When we are young, the fuller picture of the world around us isn’t clear.

Things that affect us directly – things that happen on the street where we live, the other children in class, our families – become seared in our memories.

Understanding things that happen in the periphery simply have less significance because the impact is lesser.

Such is the case with Belfast, a semi-autobiographical film from writer/director Kenneth Branagh, whose remembrances of his home city in Ireland and the tumultuous civil war between Catholics and Protestants during the late 1960s are clouded by the shroud of youth.

It’s for this reason that Belfast works as a charming crowd-pleasing film in spite of its setting as the film is almost exclusively seen through the eyes of young Buddy, an elementary school student focused more on the girl he likes that sits at the front of the class than the rioting and violence that creeps just outside his door from the opening moments of the film.

Branagh makes the most personal, heartfelt feature of his illustrious career with Belfast, largely simple storytelling woven together in a series of vignettes about everyday life for Buddy, his older brother, Ma and Pa, as well as his grandparents on a single street in Belfast.

Nearly half the 97-minute film could be completely separated from what’s really happening outside the barricade that protects Buddy’s street from attacks.

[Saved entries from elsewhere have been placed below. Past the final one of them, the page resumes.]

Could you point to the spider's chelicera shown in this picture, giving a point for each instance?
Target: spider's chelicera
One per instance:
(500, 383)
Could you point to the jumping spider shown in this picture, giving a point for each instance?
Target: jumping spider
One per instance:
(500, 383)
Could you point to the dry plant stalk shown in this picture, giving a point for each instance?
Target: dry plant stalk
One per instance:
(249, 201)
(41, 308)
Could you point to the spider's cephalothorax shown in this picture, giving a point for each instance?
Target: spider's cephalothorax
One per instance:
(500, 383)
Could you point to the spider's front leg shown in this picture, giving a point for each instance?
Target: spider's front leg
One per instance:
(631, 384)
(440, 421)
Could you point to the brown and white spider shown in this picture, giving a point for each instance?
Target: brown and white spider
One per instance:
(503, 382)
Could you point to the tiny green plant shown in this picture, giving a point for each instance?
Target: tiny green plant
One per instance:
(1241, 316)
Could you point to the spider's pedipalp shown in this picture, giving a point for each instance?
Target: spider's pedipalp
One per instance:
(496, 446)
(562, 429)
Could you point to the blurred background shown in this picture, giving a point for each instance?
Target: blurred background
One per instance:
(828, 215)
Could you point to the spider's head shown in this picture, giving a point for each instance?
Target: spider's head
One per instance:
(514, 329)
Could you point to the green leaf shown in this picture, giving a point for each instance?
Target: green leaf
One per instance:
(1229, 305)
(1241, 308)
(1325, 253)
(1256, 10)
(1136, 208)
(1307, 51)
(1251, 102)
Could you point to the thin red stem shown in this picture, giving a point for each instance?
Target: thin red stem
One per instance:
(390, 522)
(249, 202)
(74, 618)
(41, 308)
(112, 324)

The true scope of the violence eludes the audience because it’s outside Buddy’s purview as viewers experience Belfast through his eyes, real or imagined.

Newcomer Jude Hill is a revelation as Buddy, a precocious actor that approaches every scene with a blending of kindness and childlike wonder and it’s the immediate attachment he’s able to create with an audience that makes viewers fearful for him and his family’s safety during the most trying of moments in Belfast that wouldn’t otherwise work so well.

Jamie Dornan gives a career-best effort as Buddy’s father, absent for much of the film due to working in London, but his presence in Belfast is felt long after he leaves as the steady hand wanting to do right by his family and find a better life for them even if it costs them their home in Ireland.

Caitroina Balfe is often electric as Ma, hiding her fragile state in front of her boys to a great extent as she exudes a matronly persona, but it’s in the one-on-one scenes opposite Dornan that Ma’s emotions are able to release even slightly and Balfe can truly showcase the wear and tear keeping her family safe during civil war has on Ma’s mental and emotional state.

Ciarán Hinds is perhaps the best performer in the entire film with a genuine warmth and wry sense of humor that leaps off the screen every time his Pop appears. The instant chemistry he’s able to develop with Hill as grandfather and grandson becomes a cornerstone of the entire film. An underutilized Dame Judy Dench as Hinds’ wife Granny has her moments, but never feels on the same level as the other main characters.

Belfast boasts strong production design and a pitch-perfect soundtrack penned by Belfast native Van Morrison that helps create the world of the film.

Where there’s a slight stumble, however, is in the cinematography from Haris Zamarloukos, which is bookended with over-sharpened, almost chamber of commerce level visuals in color that look like an advertisement to visit Belfast, perhaps a requirement for funding the film.

Almost all of the film is shot in black-and-white with a variation of sharpness to help accentuate the blurred lines between Buddy’s realities and the way he sees things, especially when he’s watching television, movies or theater that come across in shimmering technicolor to showcase just how fantastical Buddy’s world can be.

Without a doubt, Belfast will be a significant player come awards season as a frontrunner for the Best Picture Oscar with surefire nominations for Branagh in directing and screenplay. It’s quite possible that both Hinds and Dornan earn Best Supporting Actor nominations, while Balfe is the strongest acting contender of the ensemble.

Still expanding into more theaters over the course of the winter, Belfast is bound to be one of the more talked about dramas over the next three-to-four months and has cemented its spot as one of the 10 best films of 2021, making it a must see in theaters.